ADRIANA.-Eh! pourquoi leur liberté serait-elle plus étendue que la nôtre?

LUCIANA.-Parce que leurs affaires sont toujours hors du logis.

ADRIANA.-Et voyez, lorsque je lui en fais autant, il le prend mal.

LUCIANA.-Oh! sachez qu'il est la bride de votre volonté.

ADRIANA.-Il n'y a que des ânes qui se laissent brider ainsi.

LUCIANA.-Une liberté récalcitrante est frappée par le malheur.-Il n'est rien sous l'oeil des cieux, sur la terre, dans la mer et dans le firmament, qui n'ait ses bornes.-Les animaux, les poissons et les oiseaux ailés sont soumis à leurs mâles et sujets à leur autorité; les hommes, plus près de la divinité, maîtres de toutes les créatures, souverains du vaste monde et de l'humide empire des mers, doués d'âmes et d'intelligences, d'un rang bien au-dessus des poissons et des oiseaux, sont les maîtres de leurs femmes et leurs seigneurs: que votre volonté soit donc soumise à leur convenance.

ADRIANA.-C'est cette servitude qui vous empêche de vous marier?

LUCIANA.-Non pas cela, mais les embarras du lit conjugal.

ADRIANA.-Mais, si vous étiez mariée, il faudrait supporter l'autorité.

LUCIANA.-Avant que j'apprenne à aimer, je veux m'exercer à obéir.

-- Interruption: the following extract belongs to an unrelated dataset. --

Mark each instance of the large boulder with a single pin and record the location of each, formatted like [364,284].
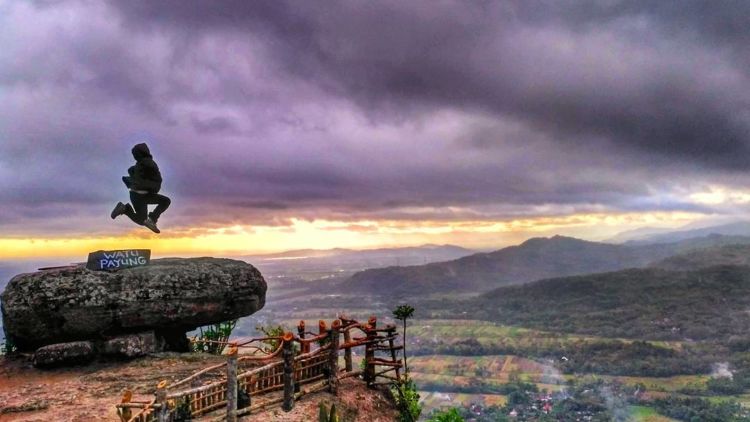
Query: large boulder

ADRIANA.-Et si votre mari allait faire quelque incartade ailleurs?

LUCIANA.-Jusqu'à ce qu'il fût revenu à moi, je prendrais patience.

ADRIANA.-Tant que la patience n'est pas troublée, il n'est pas étonnant qu'elle reste calme. Il est aisé d'être doux quand rien ne contrarie. Une âme est-elle malheureuse, écrasée sous l'adversité, nous lui conseillons d'être tranquille, quand nous l'entendons gémir. Mais si nous étions chargés du même fardeau de douleur, nous nous plaindrions nous-mêmes tout autant, ou plus encore. Ainsi, vous qui n'avez point de méchant mari qui vous chagrine, vous prétendez me consoler en me recommandant une patience qui ne donne aucun secours; mais si vous vivez assez pour vous voir traitée comme moi, vous mettrez bientôt de côté cette absurde patience.